Les étoiles qui brillent dans la nuit, le repère des marins, celle qui guide les bergers… Quel beau symbole représente l’étoile. Dans les icônes, elles désignent Marie qui en porte trois : une sur le bonnet (maphorion) et une sur chaque épaule. Selon la posture, on en remarque une seule, ou deux. Cette caractéristique unique permet de distinguer Marie d’autres femmes dans les scènes avec plusieurs personnages.

Les étoiles sont le symbole du luminaire, une source discrète de lumière. Posées sur une voûte, elles renvoient à la voûte céleste (bien sûr, je pense à la voûte du Mausolée de Galla Placidia à Ravenne). Elles percent l’obscurité et sont comme des phares projetées sur la nuit. Pour l’Ancien Testament et le judaïsme, les étoiles obéissent aux volontés divines et parfois les annoncent. La Genèse, les Psaumes et l’Apocalypse s’y réfèrent. Ainsi, la femme de l’apocalypse au chapitre 12 est couronnée d’étoiles.

C’est aussi un symbole très ancien attribué à Marie et représentant sa virginité avant, pendant, et après la naissance.

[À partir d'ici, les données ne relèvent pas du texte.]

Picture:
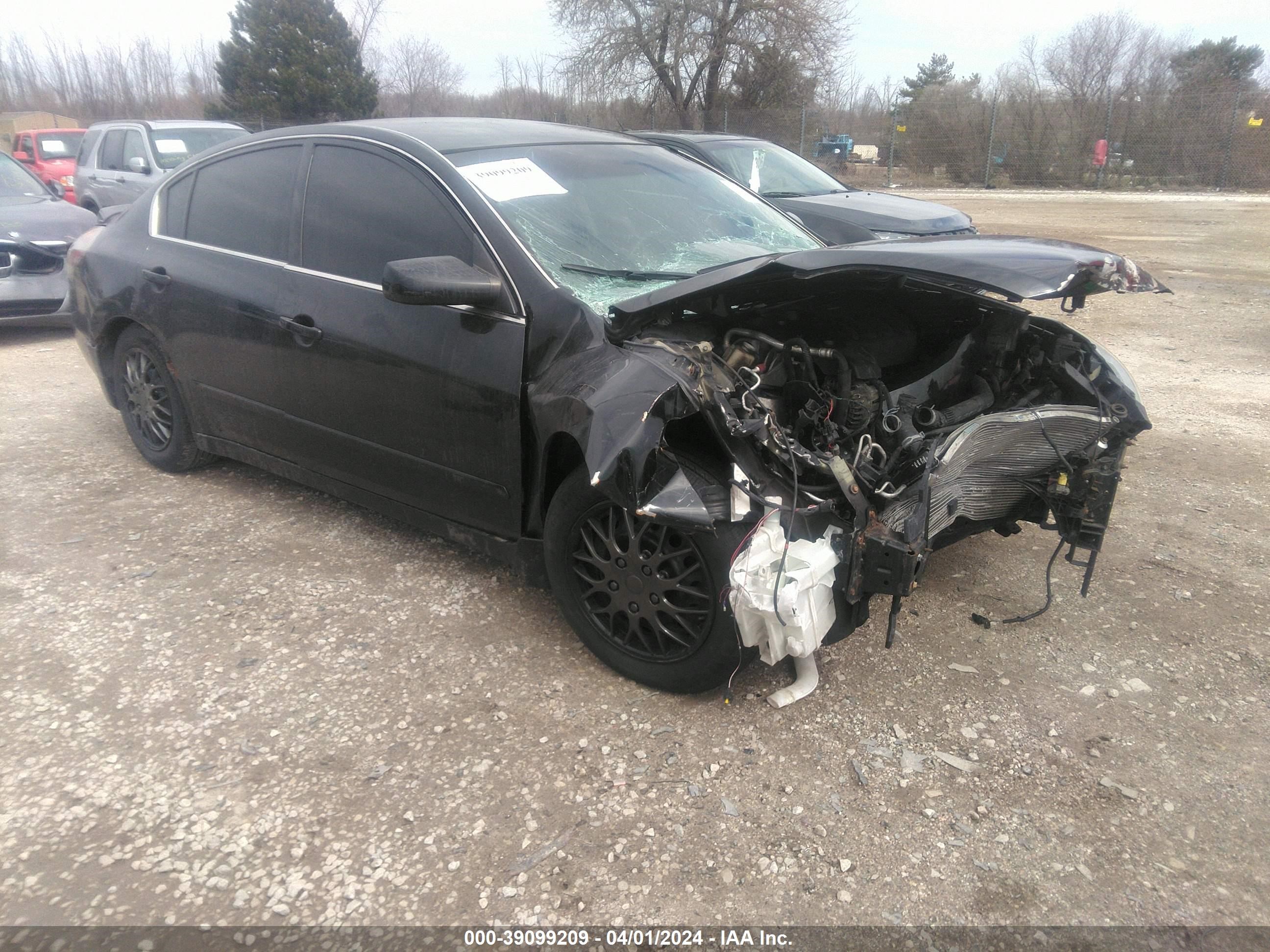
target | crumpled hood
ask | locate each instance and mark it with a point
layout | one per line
(39, 219)
(878, 213)
(1019, 268)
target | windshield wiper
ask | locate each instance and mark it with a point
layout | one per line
(625, 273)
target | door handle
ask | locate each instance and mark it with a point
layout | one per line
(303, 327)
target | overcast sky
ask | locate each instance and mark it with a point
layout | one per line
(891, 39)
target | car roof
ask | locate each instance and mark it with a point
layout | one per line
(464, 134)
(692, 136)
(168, 123)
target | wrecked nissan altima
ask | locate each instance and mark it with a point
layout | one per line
(611, 366)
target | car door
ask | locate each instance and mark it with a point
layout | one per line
(132, 183)
(26, 145)
(421, 404)
(103, 179)
(211, 286)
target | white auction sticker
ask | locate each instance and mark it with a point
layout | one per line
(512, 178)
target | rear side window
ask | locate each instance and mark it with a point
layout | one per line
(112, 151)
(91, 139)
(175, 206)
(364, 210)
(134, 147)
(243, 204)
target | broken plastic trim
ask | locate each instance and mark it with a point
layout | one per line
(793, 620)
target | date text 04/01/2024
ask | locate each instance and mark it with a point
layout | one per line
(656, 938)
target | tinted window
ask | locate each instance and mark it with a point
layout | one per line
(134, 146)
(173, 145)
(175, 200)
(244, 202)
(91, 139)
(112, 150)
(364, 210)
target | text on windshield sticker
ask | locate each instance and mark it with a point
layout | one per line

L’idée est que Marie ayant été déclarée « Mère de Dieu » au concile d’Ephèse (431), la naissance de l’Enfant-Dieu répond à quelque chose d’incompréhensible. Je ne vais pas, bien sûr, argumenter… sauf que, j’aime bien cette approche très spéciale du christianisme, celle de l’antinomie qui proclame qu’on peut être à la fois, « Vierge et mère ». Comment ? Nul ne le sait, mais cela repose de ne pas toujours opposer !

Etoile Marie

Alors quelle est cette histoire d’étoiles ? Déjà saint Ignace d’Antioche, saint Justin au IIe siècle, puis saint Irénée au début du IIIe siècle mettent l’accent sur la conception virginale (ante partum) de l’Enfant-Dieu.

Le proto évangile de Jacques (probablement IIe siècle) est le premier document à affirmer la virginité in partu. Parfois mise en cause (Tertullien et aussi saint Jérôme), saint Ambroise de Milan lui donne un fondement théologique affirmant que cette naissance « divino-humaine » tout en étant terrestre, dépasse les lois de la naissance terrestre.

Aux IVe et Ve siècles, la virginité post partum est défendue par Origène, saint Jérôme ou saint Ambroise de Milan… Les polémiques s’orientent sur les « frères de Jésus ». Sont-ils, par exemple, comme le soutient saint Épiphane de Chypre, les enfants du premier mariage de Joseph ?

Etoile Marie

Ne rentrons pas dans les détails. Après le dogme de la maternité divine, celui de la « virginité perpétuelle » de Marie est affirmé pour la première fois par les actes du Ve concile œcuménique (Constantinople II en 553) incluant le terme d’Aeiparthenos (la « toujours Vierge») utilisé par la Liturgie.

Regardons tout simplement ces étoiles posées sur Marie comme un signe de reconnaissance, une petite lumière qui scintille, un guide dans l’obscurité, un mystère qui traverse le temps.